Нечего грешить на технический прогресс. Виталик – жертва пьяного зачатья. Это вернее. Ведь он, Мосоловский, в молодости попивал. Сильно попивал, так сказать, злоупотреблял. Пока здоровье позволяло, пока сердце не прихватило. А ведь он ещё тогда спорил с женой, настаивал на аборте. Но она не уступила…

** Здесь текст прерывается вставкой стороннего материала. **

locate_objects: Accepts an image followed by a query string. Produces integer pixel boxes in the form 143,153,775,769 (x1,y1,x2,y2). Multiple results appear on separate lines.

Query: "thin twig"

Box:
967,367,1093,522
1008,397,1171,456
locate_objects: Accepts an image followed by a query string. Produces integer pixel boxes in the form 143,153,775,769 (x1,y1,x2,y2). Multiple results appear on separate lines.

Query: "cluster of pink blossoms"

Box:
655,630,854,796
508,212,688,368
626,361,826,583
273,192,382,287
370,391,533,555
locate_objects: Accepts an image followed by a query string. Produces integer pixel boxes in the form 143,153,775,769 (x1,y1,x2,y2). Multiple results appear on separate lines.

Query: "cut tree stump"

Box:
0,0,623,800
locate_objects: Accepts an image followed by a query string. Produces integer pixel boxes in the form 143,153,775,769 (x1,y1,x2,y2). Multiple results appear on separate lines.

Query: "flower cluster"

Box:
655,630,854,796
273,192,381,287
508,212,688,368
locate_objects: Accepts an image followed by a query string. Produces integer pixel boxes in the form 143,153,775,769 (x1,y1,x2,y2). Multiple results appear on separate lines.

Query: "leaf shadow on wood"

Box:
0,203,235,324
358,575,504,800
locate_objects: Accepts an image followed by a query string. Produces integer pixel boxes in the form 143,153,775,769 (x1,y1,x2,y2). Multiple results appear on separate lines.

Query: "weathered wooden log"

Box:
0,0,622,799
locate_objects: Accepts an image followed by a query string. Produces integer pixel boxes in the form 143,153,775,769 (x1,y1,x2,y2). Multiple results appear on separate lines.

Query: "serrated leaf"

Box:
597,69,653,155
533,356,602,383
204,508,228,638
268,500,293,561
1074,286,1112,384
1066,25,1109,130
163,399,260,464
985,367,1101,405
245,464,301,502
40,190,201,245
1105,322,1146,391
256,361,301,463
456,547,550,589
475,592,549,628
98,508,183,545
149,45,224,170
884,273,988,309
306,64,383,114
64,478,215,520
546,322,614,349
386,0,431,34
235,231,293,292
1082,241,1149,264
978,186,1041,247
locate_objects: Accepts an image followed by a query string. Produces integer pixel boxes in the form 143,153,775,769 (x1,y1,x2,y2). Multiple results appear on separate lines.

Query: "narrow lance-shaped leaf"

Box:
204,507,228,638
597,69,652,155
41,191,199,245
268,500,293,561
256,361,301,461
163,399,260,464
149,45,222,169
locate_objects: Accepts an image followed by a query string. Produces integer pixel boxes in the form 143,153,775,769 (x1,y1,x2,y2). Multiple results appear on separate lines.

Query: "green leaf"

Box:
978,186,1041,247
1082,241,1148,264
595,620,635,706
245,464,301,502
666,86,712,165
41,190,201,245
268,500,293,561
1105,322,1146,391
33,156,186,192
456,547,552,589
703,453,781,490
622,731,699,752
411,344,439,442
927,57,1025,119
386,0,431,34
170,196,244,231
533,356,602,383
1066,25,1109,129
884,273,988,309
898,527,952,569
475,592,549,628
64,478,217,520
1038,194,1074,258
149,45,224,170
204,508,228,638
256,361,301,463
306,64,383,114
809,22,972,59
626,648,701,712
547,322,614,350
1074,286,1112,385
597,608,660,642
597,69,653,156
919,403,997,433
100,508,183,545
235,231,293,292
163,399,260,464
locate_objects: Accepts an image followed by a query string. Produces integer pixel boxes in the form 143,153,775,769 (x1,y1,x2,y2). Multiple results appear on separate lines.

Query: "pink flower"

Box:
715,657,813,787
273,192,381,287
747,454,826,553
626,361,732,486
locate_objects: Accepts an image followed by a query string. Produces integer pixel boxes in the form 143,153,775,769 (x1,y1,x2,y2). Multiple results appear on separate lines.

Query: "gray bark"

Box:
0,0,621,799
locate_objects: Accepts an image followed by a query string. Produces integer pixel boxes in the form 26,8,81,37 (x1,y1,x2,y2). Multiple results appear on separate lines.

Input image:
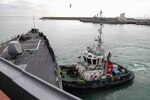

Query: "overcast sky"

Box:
0,0,150,17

В наступившей тишине Мосоловский явственно услышал сухой мужской кашель, доносившийся, кажется, с кухни.
– Кто это там? – спросил Мосоловский Виталика и почему-то перешел на шепот. – Кто это там кашляет?
– А, это земляк наш, он проездом в Москве, – тоже шепотом ответил Трегубович. – Зашел просто так. Он скорой уйдет.
– Между прочим, ученый человек, – добавил с дивана старик. – Я ему читал свои сочинения.
– Зачем ты его сюда привел? – не отставал от Трегубовича Мосоловский.
– Он земляк, – зашлепал губами Трегубович. – Ему поезда ждать на Мурманск полдня. Думаю, пусть здесь покантуется, чем на вокзале.
– Ну, ты даешь, – Мосоловский шлепнул себя ладонями по коленкам. – Ты даешь. Чужого человека привел в дом к отцу, с которым целых десять лет не виделся. Ты даешь.
– Это я разрешил, – заступился за внука Станислав Аркадьевич.
– И вправду, что он дырку в стуле просидит? – щеки Трегубовича порозовели. – Наш человек, земляк.
– Ладно, пусть посидит, – сдался Мосоловский, в его душе зашевелилось глухое безотчетное беспокойство. – Пойдем, я хоть взгляну на этого земляка.
Он поднялся с кресла, Трегубович тоже поднялся, одернул куцый пиджачок и увязался следом. Мосоловский свернул в коридор, вышел в кухню. Навстречу поднялся усатый мужик, плохо причесанный, в дешевом синтетическом свитере и мятых брюках. Какой уж там ученый человек. Сразу видно, дремучий провинциал, бедолага, каких много ночует по московским вокзалам. Мужик улыбнулся в усы, сказал «здравствуйте», потом как-то засуетился, задергался, видимо, хотел протянуть хозяину руку, но в последний момент решил, что рука грязная и протягивать её просто стыдно. Мосоловский, уже готовый предоставить свою ладонь для пожатия, наблюдая за манипуляциями земляка, секунду раздумывал, что делать дальше.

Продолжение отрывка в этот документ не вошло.